Tag Archives: Business Collaboration

Kolaborasi Korporasi dan Startup

Mengukur Untung Rugi Korporasi Kolaborasi Bisnis dengan Startup

Korporasi besar makin mawas diri dengan keberadaan startup. Sadar daripada berlomba-lomba untuk mengejar startup, namun tidak ingin terlena dengan terjangan inovasi yang dihadirkan pemain startup, kini sudah eranya melakukan kolaborasi bisnis.

Founder & CEO DailySocial Rama Mamuaya mengatakan bahwa sebetulnya korporasi harus berpikir seperti startup. Namun dengan segala keterbatasan, korporasi tidak bisa langsung bekerja seperti startup. Justru yang perlu didorong terletak di sisi kolaborasi antara keduanya.

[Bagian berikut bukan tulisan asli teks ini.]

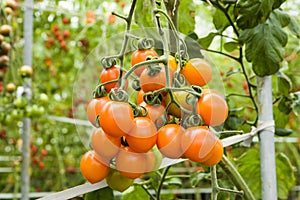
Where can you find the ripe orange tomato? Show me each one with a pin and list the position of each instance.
(197, 72)
(117, 118)
(200, 145)
(142, 137)
(154, 112)
(151, 83)
(141, 55)
(92, 169)
(129, 163)
(105, 145)
(212, 108)
(169, 140)
(94, 108)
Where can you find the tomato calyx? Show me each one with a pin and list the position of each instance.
(108, 62)
(145, 43)
(118, 94)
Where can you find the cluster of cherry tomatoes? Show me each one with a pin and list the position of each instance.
(169, 115)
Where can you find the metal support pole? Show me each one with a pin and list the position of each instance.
(267, 145)
(27, 60)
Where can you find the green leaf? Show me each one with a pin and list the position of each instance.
(294, 27)
(231, 46)
(135, 193)
(264, 47)
(220, 21)
(103, 193)
(207, 40)
(186, 17)
(285, 176)
(249, 168)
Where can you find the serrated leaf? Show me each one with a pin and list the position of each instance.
(231, 46)
(103, 193)
(186, 18)
(249, 168)
(277, 3)
(207, 40)
(264, 47)
(135, 193)
(294, 27)
(282, 18)
(220, 21)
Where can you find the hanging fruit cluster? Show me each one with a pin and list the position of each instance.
(168, 117)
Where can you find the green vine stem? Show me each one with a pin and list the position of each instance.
(236, 178)
(217, 5)
(162, 179)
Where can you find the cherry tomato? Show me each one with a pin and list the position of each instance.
(94, 108)
(154, 111)
(197, 72)
(141, 55)
(200, 145)
(169, 140)
(116, 118)
(105, 145)
(142, 137)
(151, 83)
(212, 108)
(117, 181)
(92, 169)
(110, 74)
(129, 163)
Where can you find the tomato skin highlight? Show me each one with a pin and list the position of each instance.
(94, 108)
(92, 169)
(130, 164)
(212, 107)
(117, 118)
(141, 55)
(200, 145)
(105, 145)
(169, 140)
(142, 136)
(197, 72)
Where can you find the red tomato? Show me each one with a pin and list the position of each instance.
(117, 118)
(105, 145)
(141, 55)
(142, 137)
(154, 112)
(94, 108)
(200, 145)
(130, 164)
(92, 169)
(169, 140)
(212, 107)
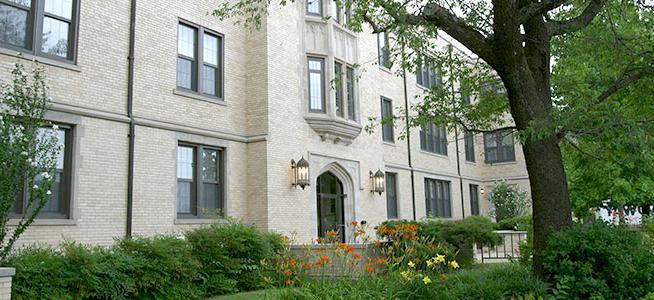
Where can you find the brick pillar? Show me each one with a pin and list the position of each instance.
(5, 282)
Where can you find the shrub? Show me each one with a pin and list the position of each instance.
(151, 268)
(600, 260)
(520, 223)
(457, 235)
(164, 267)
(214, 260)
(497, 281)
(508, 201)
(231, 254)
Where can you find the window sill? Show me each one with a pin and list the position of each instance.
(472, 163)
(198, 96)
(40, 59)
(502, 163)
(315, 18)
(191, 221)
(385, 69)
(46, 222)
(334, 129)
(434, 154)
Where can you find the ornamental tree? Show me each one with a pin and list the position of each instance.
(28, 152)
(509, 69)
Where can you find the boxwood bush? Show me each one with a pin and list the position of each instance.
(600, 260)
(214, 260)
(458, 234)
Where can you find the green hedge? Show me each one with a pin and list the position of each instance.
(459, 234)
(213, 260)
(600, 260)
(497, 281)
(520, 223)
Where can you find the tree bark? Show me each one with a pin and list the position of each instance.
(551, 208)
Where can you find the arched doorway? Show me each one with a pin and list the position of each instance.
(330, 205)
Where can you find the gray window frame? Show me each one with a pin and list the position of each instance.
(392, 203)
(198, 62)
(66, 201)
(322, 83)
(500, 147)
(469, 146)
(427, 75)
(350, 88)
(474, 199)
(35, 16)
(198, 181)
(339, 92)
(433, 139)
(320, 4)
(384, 53)
(438, 207)
(388, 132)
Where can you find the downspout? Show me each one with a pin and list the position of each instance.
(456, 140)
(408, 136)
(130, 115)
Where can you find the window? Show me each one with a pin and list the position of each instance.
(465, 99)
(199, 190)
(474, 199)
(341, 15)
(199, 60)
(351, 112)
(387, 120)
(428, 75)
(437, 198)
(316, 84)
(314, 7)
(338, 88)
(384, 51)
(433, 139)
(498, 146)
(391, 195)
(57, 205)
(41, 27)
(469, 145)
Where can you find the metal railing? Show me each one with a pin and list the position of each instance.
(508, 249)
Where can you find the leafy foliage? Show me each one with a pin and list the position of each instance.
(508, 201)
(520, 223)
(609, 148)
(600, 260)
(458, 235)
(498, 281)
(231, 255)
(217, 260)
(27, 152)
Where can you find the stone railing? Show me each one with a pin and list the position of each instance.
(508, 249)
(338, 263)
(6, 275)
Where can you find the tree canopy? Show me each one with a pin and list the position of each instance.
(595, 91)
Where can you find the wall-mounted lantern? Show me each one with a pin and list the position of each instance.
(300, 173)
(377, 182)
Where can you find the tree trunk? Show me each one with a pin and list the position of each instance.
(549, 193)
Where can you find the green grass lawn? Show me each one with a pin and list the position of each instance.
(256, 295)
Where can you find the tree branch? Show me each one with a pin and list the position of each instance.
(578, 22)
(537, 8)
(621, 83)
(442, 18)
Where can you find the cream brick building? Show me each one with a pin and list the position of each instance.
(201, 87)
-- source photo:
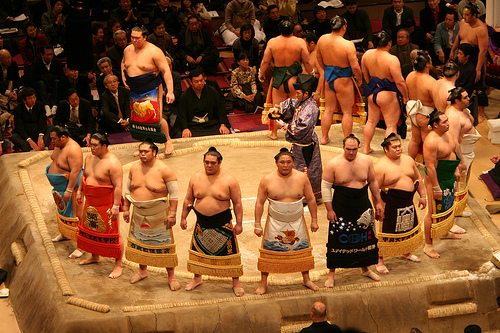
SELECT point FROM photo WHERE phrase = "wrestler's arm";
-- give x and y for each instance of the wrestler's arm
(75, 162)
(188, 200)
(311, 202)
(375, 190)
(234, 187)
(162, 64)
(259, 206)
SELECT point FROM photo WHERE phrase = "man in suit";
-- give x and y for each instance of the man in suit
(9, 81)
(31, 131)
(115, 106)
(75, 114)
(196, 48)
(46, 72)
(394, 17)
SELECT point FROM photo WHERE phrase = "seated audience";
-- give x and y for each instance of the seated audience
(75, 115)
(239, 13)
(31, 47)
(161, 38)
(394, 16)
(129, 16)
(201, 111)
(46, 73)
(115, 53)
(54, 23)
(320, 25)
(196, 49)
(115, 106)
(248, 44)
(106, 68)
(31, 131)
(9, 82)
(358, 24)
(244, 94)
(446, 32)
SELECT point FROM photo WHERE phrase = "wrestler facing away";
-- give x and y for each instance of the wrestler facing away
(396, 170)
(444, 85)
(337, 68)
(212, 191)
(379, 64)
(285, 185)
(67, 160)
(103, 168)
(420, 88)
(438, 145)
(284, 51)
(354, 171)
(143, 57)
(151, 179)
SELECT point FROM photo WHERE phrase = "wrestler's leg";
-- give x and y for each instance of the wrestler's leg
(172, 281)
(118, 270)
(263, 284)
(428, 249)
(345, 96)
(140, 275)
(330, 280)
(306, 281)
(197, 281)
(371, 123)
(169, 146)
(237, 289)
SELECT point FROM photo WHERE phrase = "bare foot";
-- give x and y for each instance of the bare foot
(90, 260)
(309, 284)
(138, 277)
(169, 147)
(193, 284)
(174, 285)
(324, 141)
(116, 273)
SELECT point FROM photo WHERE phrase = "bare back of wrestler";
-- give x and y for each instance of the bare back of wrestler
(381, 64)
(148, 181)
(142, 57)
(343, 95)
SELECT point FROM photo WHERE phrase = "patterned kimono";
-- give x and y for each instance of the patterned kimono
(302, 118)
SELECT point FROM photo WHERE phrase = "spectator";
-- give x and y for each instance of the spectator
(105, 67)
(394, 17)
(201, 111)
(403, 48)
(79, 82)
(195, 48)
(169, 15)
(115, 53)
(9, 82)
(10, 9)
(31, 47)
(318, 317)
(320, 25)
(115, 106)
(31, 131)
(244, 94)
(46, 73)
(238, 13)
(75, 115)
(446, 32)
(54, 23)
(161, 38)
(129, 17)
(273, 20)
(248, 44)
(358, 24)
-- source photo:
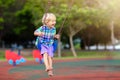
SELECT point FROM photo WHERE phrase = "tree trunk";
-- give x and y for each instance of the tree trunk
(72, 46)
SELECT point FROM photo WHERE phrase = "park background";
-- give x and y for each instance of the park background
(89, 27)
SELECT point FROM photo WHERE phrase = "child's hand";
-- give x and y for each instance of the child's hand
(57, 36)
(41, 33)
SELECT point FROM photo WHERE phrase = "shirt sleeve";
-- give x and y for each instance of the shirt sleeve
(39, 29)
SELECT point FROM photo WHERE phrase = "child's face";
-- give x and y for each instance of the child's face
(51, 23)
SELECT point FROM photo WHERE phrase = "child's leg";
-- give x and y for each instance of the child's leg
(50, 60)
(45, 57)
(50, 72)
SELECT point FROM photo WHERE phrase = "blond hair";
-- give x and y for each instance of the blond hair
(47, 17)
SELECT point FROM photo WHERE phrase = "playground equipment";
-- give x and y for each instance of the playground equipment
(37, 56)
(14, 58)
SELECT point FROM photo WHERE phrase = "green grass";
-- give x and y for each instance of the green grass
(67, 54)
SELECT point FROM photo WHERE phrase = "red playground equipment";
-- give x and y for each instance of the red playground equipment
(13, 58)
(37, 56)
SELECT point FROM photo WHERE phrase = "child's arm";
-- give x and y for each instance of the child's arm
(38, 32)
(57, 36)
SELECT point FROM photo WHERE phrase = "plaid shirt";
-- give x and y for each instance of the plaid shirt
(48, 37)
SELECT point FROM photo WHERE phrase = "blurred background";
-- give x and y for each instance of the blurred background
(86, 24)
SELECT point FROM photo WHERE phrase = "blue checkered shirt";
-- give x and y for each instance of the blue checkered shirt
(48, 37)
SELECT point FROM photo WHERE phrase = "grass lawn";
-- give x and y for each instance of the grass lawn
(67, 54)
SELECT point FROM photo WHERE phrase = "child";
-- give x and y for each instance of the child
(46, 35)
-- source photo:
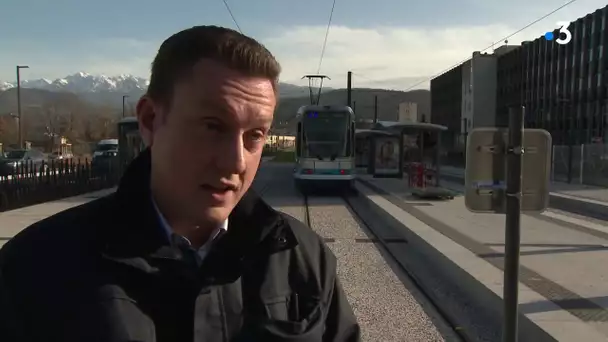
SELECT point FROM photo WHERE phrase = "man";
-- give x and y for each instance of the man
(183, 251)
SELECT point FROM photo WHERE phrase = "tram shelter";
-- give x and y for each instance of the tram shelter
(395, 149)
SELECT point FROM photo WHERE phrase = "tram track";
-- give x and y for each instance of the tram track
(384, 244)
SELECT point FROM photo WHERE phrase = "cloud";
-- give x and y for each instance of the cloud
(395, 58)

“Teknologi yang ada di lima tahun lalu, sudah tidak relevan lagi untuk dipakai lagi sekarang. Makanya perlu dorong kolaborasi dengan startup karena inovasi begitu cepat bergeraknya,” ucapnya saat mengisi sesi di The ICON, kemarin (13/11).

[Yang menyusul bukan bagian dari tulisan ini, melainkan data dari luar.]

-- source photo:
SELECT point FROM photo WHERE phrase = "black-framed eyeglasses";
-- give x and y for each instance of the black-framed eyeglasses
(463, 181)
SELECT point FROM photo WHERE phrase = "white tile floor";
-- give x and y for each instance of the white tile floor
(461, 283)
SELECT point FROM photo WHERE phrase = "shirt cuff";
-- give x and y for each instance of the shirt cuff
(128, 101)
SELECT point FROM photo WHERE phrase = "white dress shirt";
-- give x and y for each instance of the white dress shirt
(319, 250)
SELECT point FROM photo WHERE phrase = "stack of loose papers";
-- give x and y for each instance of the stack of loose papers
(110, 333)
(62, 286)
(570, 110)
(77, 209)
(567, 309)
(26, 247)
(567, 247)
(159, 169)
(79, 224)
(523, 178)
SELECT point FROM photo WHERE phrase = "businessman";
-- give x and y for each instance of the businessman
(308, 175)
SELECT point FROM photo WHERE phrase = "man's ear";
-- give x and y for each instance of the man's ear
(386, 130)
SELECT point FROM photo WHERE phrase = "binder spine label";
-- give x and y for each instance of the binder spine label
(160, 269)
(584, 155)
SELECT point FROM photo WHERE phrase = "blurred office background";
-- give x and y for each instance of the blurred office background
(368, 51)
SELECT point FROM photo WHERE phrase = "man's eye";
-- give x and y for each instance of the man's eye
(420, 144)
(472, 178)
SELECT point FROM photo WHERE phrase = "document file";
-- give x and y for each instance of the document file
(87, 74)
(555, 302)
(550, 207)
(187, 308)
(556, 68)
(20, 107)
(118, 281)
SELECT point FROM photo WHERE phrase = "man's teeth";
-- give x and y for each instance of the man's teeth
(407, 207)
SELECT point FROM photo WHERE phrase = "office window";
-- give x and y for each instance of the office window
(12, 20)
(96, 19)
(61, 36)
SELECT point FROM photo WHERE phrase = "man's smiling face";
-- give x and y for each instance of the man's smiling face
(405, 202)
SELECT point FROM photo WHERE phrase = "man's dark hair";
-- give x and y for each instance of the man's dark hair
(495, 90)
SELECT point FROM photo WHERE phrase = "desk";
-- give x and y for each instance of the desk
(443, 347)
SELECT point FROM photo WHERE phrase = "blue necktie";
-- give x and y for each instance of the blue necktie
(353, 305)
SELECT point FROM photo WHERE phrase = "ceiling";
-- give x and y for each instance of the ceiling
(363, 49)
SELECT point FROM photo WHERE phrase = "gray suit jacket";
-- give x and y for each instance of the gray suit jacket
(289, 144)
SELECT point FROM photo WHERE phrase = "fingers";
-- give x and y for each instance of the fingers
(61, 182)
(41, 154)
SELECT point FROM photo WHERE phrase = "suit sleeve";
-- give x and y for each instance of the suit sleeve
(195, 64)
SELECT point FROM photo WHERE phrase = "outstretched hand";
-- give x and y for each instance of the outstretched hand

Mengutip dari riset Thomson Reuters, pada tahun ini secara global anggaran belanja untuk mendirikan R&D meningkat 11,4% atau senilai US$782 miliar. Peringkat pertama anggaran paling banyak dihabiskan untuk investasi perangkat lunak dan internet yang memakan porsi hingga 16,5% dibandingkan porsi lainnya.

Bentuk kolaborasi

Menurutnya bentuk kolaborasi antara korporasi dan startup ada tiga bentuk. Bentuk pertama dengan mengadakan hackathon. Kedua membuat inkubator atau akselerator, atau dukungan layanan (service support).

Hackaton yang rutin digelar, di antaranya BCA yang menantang startup untuk berinovasi di sektor keuangan digital, berikutnya Bank BTN yang spesifik mengatasi kebutuhan KPR lewat inovasi digital. Sedangkan untuk program inkubator dan akselerator yang cukup dikenal seperti Plug and Play, Indigo, dan Barclays Accelerator.

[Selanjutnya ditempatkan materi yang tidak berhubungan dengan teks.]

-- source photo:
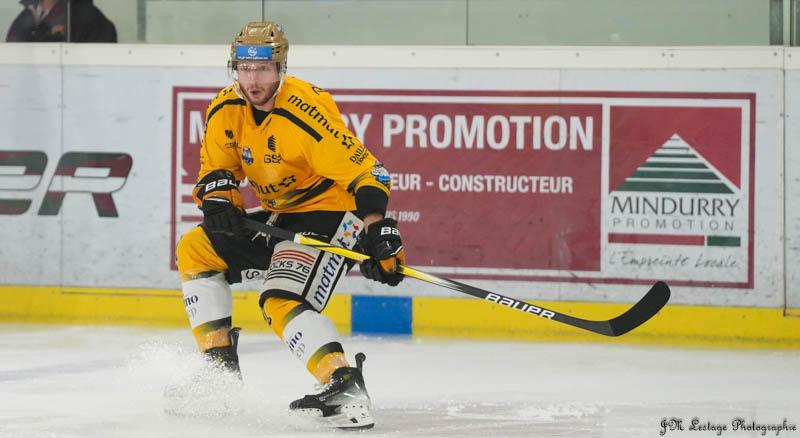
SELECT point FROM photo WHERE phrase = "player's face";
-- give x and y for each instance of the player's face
(258, 79)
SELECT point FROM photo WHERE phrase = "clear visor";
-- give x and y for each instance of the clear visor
(260, 71)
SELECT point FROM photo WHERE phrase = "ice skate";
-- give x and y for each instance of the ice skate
(343, 402)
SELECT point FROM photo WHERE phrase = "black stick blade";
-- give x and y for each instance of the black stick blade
(655, 299)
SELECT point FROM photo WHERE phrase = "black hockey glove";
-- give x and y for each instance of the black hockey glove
(381, 241)
(221, 216)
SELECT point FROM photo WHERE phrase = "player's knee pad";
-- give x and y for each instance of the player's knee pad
(208, 304)
(195, 255)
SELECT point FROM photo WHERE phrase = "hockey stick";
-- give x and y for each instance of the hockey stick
(643, 310)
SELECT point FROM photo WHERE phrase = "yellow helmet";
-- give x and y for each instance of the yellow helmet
(260, 41)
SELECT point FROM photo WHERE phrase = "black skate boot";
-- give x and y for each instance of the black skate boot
(343, 402)
(212, 390)
(226, 358)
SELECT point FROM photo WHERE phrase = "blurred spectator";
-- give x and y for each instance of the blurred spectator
(46, 21)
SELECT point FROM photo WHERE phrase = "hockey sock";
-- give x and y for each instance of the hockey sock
(310, 336)
(208, 304)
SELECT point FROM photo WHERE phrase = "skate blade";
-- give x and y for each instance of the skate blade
(352, 416)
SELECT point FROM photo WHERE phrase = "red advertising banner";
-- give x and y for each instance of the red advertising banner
(546, 185)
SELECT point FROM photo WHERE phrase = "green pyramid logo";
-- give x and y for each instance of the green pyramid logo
(676, 167)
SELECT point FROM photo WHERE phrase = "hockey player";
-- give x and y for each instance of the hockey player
(312, 175)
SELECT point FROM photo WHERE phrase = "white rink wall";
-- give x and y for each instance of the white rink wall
(141, 107)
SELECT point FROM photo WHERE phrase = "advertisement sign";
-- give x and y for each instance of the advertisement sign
(614, 187)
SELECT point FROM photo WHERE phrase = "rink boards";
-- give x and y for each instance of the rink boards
(577, 177)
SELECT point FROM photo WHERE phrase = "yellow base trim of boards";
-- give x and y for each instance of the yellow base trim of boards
(141, 307)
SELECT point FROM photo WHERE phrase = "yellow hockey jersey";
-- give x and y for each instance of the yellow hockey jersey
(300, 158)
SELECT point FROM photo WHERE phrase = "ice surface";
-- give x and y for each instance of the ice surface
(109, 382)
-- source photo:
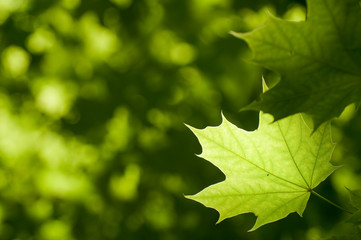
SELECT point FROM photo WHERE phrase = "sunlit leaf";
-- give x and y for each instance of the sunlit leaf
(270, 171)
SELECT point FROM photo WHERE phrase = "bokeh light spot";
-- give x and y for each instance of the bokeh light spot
(15, 60)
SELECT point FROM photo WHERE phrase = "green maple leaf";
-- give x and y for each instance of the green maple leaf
(270, 171)
(319, 60)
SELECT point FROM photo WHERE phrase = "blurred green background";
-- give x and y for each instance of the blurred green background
(93, 100)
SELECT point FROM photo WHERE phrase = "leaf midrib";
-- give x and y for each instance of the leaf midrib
(236, 154)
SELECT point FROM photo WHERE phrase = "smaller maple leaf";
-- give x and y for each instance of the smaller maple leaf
(319, 60)
(270, 171)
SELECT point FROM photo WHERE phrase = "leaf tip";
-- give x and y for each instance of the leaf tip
(237, 34)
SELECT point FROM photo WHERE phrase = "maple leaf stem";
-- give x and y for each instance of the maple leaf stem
(330, 202)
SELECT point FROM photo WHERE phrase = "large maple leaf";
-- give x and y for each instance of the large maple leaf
(270, 171)
(319, 60)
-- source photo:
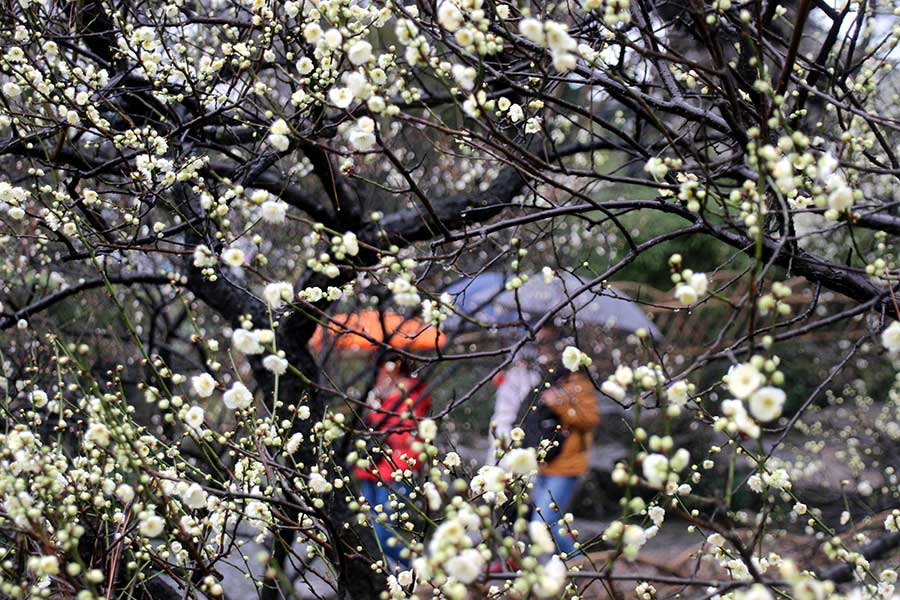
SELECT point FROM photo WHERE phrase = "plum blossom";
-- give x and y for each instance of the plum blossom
(890, 337)
(744, 379)
(203, 385)
(573, 358)
(237, 397)
(767, 403)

Bentuk ketiga berupa dukungan layanan, maksudnya memberikan kesempatan kepada startup untuk menyelesaikan suatu isu tertentu yang ada di internal korporasi. Nantinya startup tersebut akan didedikasikan menangani hal tersebut. Contoh program semacam itu ada Startup Connect dan Startup Xchange.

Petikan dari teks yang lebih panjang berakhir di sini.